You get all the convenience when writing your Dockerfile along with the smaller size, improved workflows (see my previous video for tips on using multi-stage images for debugging), and added security (my next video will include info about this 🙂)!
Sorry for the super long answer -- hopefully that makes sense!
@@DevOpsDirective It does indeed make sense! Thank you :)
I wish you applied the multi stage for the node too
Great tutorial!
Thanks, @Dirk!
That's great! Unfortunately I'm using Python so I am not able to use a multistage build (as python isn't compiled)
True that python is interpreted, but there are often cases where it is much easier to configure things in a full-sized image (with a bunch of utilities preinstalled) than working with a lightweight image from the start. For example, if you need to clone a git repo or download a binary it can be nice to have git and curl preinstalled 😁
Also, if your code is leveraging components written in other languages (wiki.python.org/moin/IntegratingPythonWithOtherLanguages)... then you might have a build stage for the C++ (or other) code and copy the built executables into your final python-based stage!
Thanks! Simple
Glad it helped!
Nice! Awesome video!
Thanks Marek -- Trying out a new style where I recorded the audio first and then did a screen record to match it!
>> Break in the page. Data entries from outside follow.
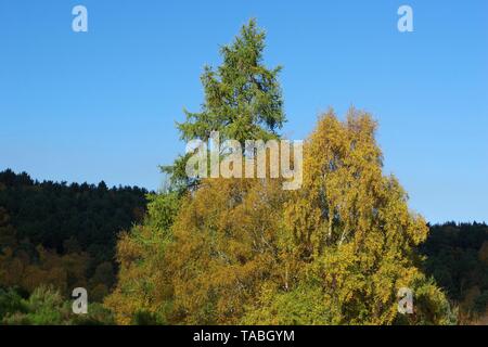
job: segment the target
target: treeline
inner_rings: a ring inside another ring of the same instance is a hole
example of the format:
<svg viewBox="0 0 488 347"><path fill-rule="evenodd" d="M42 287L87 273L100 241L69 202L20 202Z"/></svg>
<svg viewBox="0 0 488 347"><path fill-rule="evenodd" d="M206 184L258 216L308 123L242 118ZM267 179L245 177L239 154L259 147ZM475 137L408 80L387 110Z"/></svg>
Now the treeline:
<svg viewBox="0 0 488 347"><path fill-rule="evenodd" d="M280 139L281 68L264 65L265 37L251 21L221 48L222 64L202 75L201 112L178 124L182 140L206 142L214 130L220 143ZM164 168L170 181L158 194L0 174L0 321L484 322L487 226L429 228L384 175L376 129L354 108L320 116L296 191L283 178L189 180L189 155ZM232 158L222 153L221 164L234 169ZM75 286L88 288L88 317L69 311ZM404 288L411 314L398 312Z"/></svg>
<svg viewBox="0 0 488 347"><path fill-rule="evenodd" d="M0 303L27 300L24 312L29 298L53 304L77 286L101 303L116 281L117 235L142 221L147 193L0 172Z"/></svg>
<svg viewBox="0 0 488 347"><path fill-rule="evenodd" d="M431 227L420 247L424 269L459 306L460 322L488 324L488 226L447 222Z"/></svg>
@@DevOpsDirective Well done. I always do it live with my talking because matching the speed I find hard really hard! you did it quite well! It flowed well. Also good content :)
My trick is playing it back extra slow when doing the screen recording. It's annoying to do, but makes the edit much easier!
Great stuff, thank you.
Thanks @JT -- I'm actually working on a follow up to this one in which I build a fully functional web server container image in just 6.3 kB. Stay tuned! 😁
Thank you so much!!! i reduced my docker image from 900+MB to only 11MB for my discord bot!!!
EDIT: after cleaning the cache it didnt work anymore so i updates some things and now the size is 67MB instead of 11MB
Woohoo! Pinning this comment 😀
What language are you using/which techniques did you use to shrink the image?
@@DevOpsDirective i used nodejs:12 but now im using alphine with npm+nodejs12, after a lot of crashes
(i didnt cleaned the cache, so it looked it worked with 11mb but it didnt after an hour when all caches are cleaned)
its now 67MB but thats still 7.25% of that it was before and for me still worth it!
Yeah, from 900 --> 70MB is still pretty good!